Use of dexmedetomidine produces intra-operative and post-operative opioids-sparing effect. Dexmedetomidine by its sympatholytic action attenuates symapthoadrenal response to tracheal intubation.[17] In patients undergoing laparoscopic tubal ligation, a 33% decrease in morphine use post-operatively was observed when dexmedetomidine was used at a dose of 0.4 mcg/kg.[18] Dexmedetomidine when administered as infusion at a dose of 0.5 mcg/kg/h has specific analgesic effect and provides visceral pain relief.[4] In morbidly obese, dexmedetomidine produces a greater decrease in sympathovagal balance intra-operatively than fentanyl along with better post-operative analgesia.[19] Dexmedetomidine, when used as sole substitute for remifentanil in ambulatory gynecologic laparoscopic surgery, provides better peri-operative hemodynamic stability and post-operative analgesia.[5] Dexmedetomidine provides similar intra-operative hemodynamic response and better post-operative analgesia compared to remifentanil in patients undergoing supratentorial craniotomy.[20]

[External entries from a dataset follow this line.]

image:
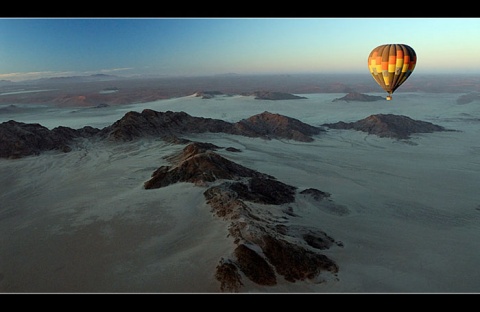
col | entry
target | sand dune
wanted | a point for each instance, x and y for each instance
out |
(408, 211)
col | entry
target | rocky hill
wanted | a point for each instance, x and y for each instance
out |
(359, 97)
(19, 139)
(257, 206)
(388, 125)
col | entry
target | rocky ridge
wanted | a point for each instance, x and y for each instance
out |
(388, 125)
(359, 97)
(258, 207)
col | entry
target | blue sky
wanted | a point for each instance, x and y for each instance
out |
(39, 47)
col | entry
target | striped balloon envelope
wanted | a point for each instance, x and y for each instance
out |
(391, 64)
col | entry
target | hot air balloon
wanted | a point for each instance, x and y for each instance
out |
(391, 64)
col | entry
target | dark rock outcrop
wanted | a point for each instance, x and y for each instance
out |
(269, 125)
(168, 126)
(152, 123)
(468, 98)
(207, 94)
(388, 125)
(274, 96)
(265, 245)
(359, 97)
(18, 139)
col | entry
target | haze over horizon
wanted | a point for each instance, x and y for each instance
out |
(32, 48)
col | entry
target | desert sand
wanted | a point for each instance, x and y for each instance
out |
(83, 222)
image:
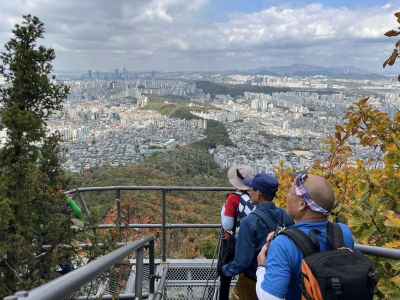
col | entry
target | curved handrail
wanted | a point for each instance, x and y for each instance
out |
(67, 284)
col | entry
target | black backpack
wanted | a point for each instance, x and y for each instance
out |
(337, 274)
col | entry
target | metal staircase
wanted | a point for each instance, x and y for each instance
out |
(133, 272)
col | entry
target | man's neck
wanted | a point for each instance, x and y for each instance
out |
(311, 219)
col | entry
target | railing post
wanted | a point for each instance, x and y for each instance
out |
(151, 267)
(119, 221)
(139, 274)
(164, 233)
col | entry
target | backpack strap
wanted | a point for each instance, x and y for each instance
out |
(335, 235)
(268, 219)
(302, 241)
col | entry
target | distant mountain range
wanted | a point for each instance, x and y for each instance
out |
(310, 70)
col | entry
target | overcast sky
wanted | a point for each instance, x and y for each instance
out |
(171, 35)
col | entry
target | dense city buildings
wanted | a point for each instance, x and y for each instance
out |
(107, 119)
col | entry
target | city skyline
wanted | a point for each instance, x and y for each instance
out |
(204, 35)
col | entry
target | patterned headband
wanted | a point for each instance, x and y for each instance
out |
(302, 191)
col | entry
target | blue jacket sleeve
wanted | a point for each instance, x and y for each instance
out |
(244, 250)
(278, 267)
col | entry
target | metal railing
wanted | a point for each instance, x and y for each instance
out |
(164, 190)
(67, 284)
(64, 286)
(369, 250)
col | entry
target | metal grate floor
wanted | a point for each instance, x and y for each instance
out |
(195, 279)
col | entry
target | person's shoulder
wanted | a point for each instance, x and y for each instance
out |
(347, 234)
(233, 196)
(283, 241)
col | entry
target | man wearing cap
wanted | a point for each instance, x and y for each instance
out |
(237, 206)
(309, 201)
(253, 231)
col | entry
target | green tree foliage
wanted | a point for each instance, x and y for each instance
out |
(367, 191)
(32, 211)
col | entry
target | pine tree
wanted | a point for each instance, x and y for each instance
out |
(32, 208)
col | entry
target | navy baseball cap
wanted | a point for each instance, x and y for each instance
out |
(266, 184)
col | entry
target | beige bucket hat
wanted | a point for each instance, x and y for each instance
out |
(237, 173)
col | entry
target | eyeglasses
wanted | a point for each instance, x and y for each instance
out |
(302, 191)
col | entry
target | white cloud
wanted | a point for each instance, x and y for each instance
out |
(172, 34)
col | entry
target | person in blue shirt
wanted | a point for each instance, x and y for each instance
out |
(253, 230)
(310, 200)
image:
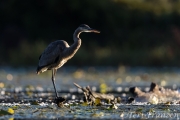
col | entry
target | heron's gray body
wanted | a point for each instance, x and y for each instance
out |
(56, 54)
(59, 52)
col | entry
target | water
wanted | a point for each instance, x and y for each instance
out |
(31, 95)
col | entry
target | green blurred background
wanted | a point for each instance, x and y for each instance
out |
(133, 32)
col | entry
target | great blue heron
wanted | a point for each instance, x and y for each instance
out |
(59, 52)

Use of fentanyl reduces minimum alveolar concentration (MAC) of sevoflurane significantly.[14] Use of opioids along with dexmedetomidine would confound its effect on requirement of inhalation agent. Hence, in our study, fentanyl was not administered in dexmedetomidine group B, and we found a 21.5% decrease in the ETsevo, in contrast to 33.12% decrease in study done by Magalhães E et al.[11] where fentanyl was used.

One limitation of our study was that we included both laparoscopic as well as open surgeries. Requirement of inhalational agent can be different in laparoscopic and open surgeries.

To conclude, the continuous infusion of dexmedetomidine, as adjuvant in general anesthesia, significantly decreases the requirement of sevoflurane for maintaining adequate depth of anesthesia. Studies measuring plasma concentration of dexmedetomidine should be undertaken to establish the precise correlation between its dose and inhalational agent's requirements.